Concrètement, l’enfant peut confondre certains sons ou lettres, lire lentement, deviner les mots au lieu de les déchiffrer, perdre le fil d’une phrase ou fatiguer très vite. Ce n’est ni un problème d’intelligence, ni un manque d’effort, ni le résultat d’un manque de lecture à la maison. Une vision ou une audition non corrigées, une scolarisation très discontinue ou un autre trouble peuvent aussi perturber les apprentissages : c’est précisément ce que l’évaluation cherche à éclaircir.
Le TDAH : une difficulté de régulation de l’attention, parfois avec hyperactivité
Le trouble du déficit de l’attention avec ou sans hyperactivité, souvent abrégé TDAH, est un trouble du neurodéveloppement. Il peut se manifester par une attention difficile à maintenir, une désorganisation importante, des oublis fréquents, une distractibilité marquée et, selon les profils, de l’impulsivité ou une agitation motrice. Un enfant peut avoir un TDAH à présentation principalement inattentive sans être particulièrement remuant.
La différence essentielle est la suivante : dans le TDAH, les difficultés d’attention et d’organisation se repèrent généralement dans plusieurs situations — en classe, pendant les devoirs, dans les routines du matin, les jeux, les conversations ou les activités quotidiennes — même si elles varient selon l’intérêt, la fatigue et le cadre. Seul un professionnel de santé peut poser ce diagnostic après une évaluation clinique rigoureuse.

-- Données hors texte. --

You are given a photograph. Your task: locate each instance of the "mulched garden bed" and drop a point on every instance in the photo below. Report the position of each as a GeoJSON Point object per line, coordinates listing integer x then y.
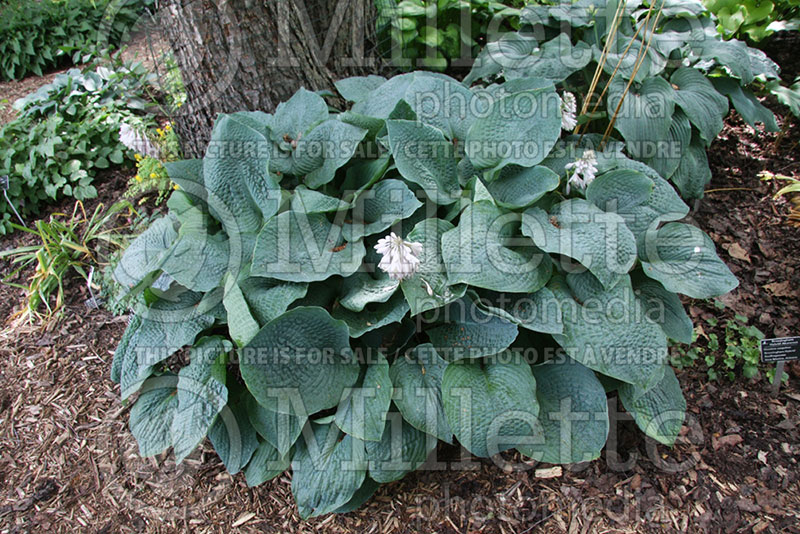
{"type": "Point", "coordinates": [69, 464]}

| Point de comparaison | Dyslexie | TDAH |
|---|---|---|
| Noyau de la difficulté | Lecture, décodage, orthographe et automatisation du langage écrit. | Attention, inhibition, planification, régulation de l’activité et des émotions selon les profils. |
| Moment où la gêne est la plus visible | Surtout face aux textes, à la copie, aux dictées et aux consignes écrites. | Dans de nombreuses tâches demandant de s’organiser, attendre, écouter ou persévérer. |
| Exemples fréquents | Lecture lente, erreurs de sons, lignes perdues, orthographe très instable, fatigue après quelques phrases. | Consignes oubliées, matériel égaré, travail commencé mais non terminé, passages d’une activité à l’autre. |
| Pourquoi cela peut être confondu | L’effort de lecture épuise et donne l’impression que l’enfant « décroche ». | Le manque d’attention peut entraîner des erreurs de copie ou de lecture qui ressemblent à un trouble du langage écrit. |
| Évaluation utile | Bilan ciblé du langage écrit, souvent réalisé par un orthophoniste dans le cadre d’un parcours coordonné. | Évaluation clinique médicale, informations de la famille et de l’école, et recherche d’autres explications possibles. |
Pourquoi les signes se chevauchent-ils autant ?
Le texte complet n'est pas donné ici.